Parliamo molto di 5G e città intelligenti .
Il 5G promette velocità molto più elevate: il download di un video da 1 GB richiede più di 5 minuti con 4G ma meno di un minuto con 5G. Consente inoltre un massiccio sviluppo dell’Internet of Things con sensori onnipresenti. Un cestino collegato, ad esempio, invia informazioni quando è pieno e deve essere svuotato.
Ma questa implementazione deve essere considerata dalle autorità pubbliche perché non tutte le applicazioni sono utili e il consumo di energia e risorse è molto reale.
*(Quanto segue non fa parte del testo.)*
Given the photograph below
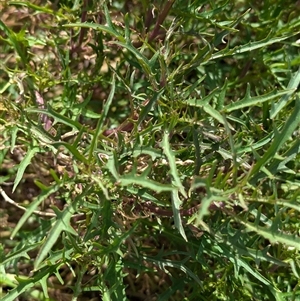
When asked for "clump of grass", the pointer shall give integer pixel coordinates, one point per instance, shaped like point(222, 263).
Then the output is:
point(150, 150)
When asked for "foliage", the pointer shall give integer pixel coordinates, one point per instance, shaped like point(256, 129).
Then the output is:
point(150, 150)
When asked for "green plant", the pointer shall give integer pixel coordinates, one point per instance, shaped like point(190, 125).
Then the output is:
point(153, 149)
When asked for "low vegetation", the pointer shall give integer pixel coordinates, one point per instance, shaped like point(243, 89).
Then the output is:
point(149, 150)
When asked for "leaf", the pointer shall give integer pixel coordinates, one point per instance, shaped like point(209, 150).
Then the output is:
point(171, 159)
point(100, 123)
point(280, 138)
point(292, 86)
point(33, 206)
point(249, 101)
point(176, 203)
point(24, 163)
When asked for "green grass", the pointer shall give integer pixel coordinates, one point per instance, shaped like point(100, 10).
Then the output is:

In questa fase la “smart” non ridurrà la crisi climatica ed energetica, anzi . “Nessuno studio dimostra che la valutazione complessiva sia fatta a favore della tecnologia digitale. [6] Piuttosto, aggraverebbe ulteriormente i problemi che afferma di risolvere [7] , nonostante la retorica tecno- risoluzionista . ” [8]
[1] Secondo l’Agenzia internazionale dell’energia
[2] Nel 2016
[3] Report “Lean ICT: for digital sobriety” – The Shift Project, ottobre 2018
[4] Su https://support.google.com/youtube/answer/1722171?hl=fr
[5] Vedi https://www.iea.org/tcep/buildings/datacentres/
[6] Deloitte Développement Durable, EcoInfo, Futuribles e CRÉDOC, Potenziale di contributo della tecnologia digitale alla riduzione degli impatti ambientali: inventario e sfide per la previsione, studio ADEME 2016.
[7] Oggi, il settore digitale sta aumentando le proprie emissioni di CO2 dell’8% all’anno (mentre dovrebbe ridurle del 5% all’anno per rimanere al di sotto dell’aumento di 1,5 ° C delle temperature planetarie) e potrebbe emetterne tante quante le settore nel 2025. Fonte: Lean ICT, Report, The shift project.
[8] Cécile Diguet e Fanny Lopez, L’impatto spaziale ed energetico dei data center sui territori, Rapporto Ademe, 2019.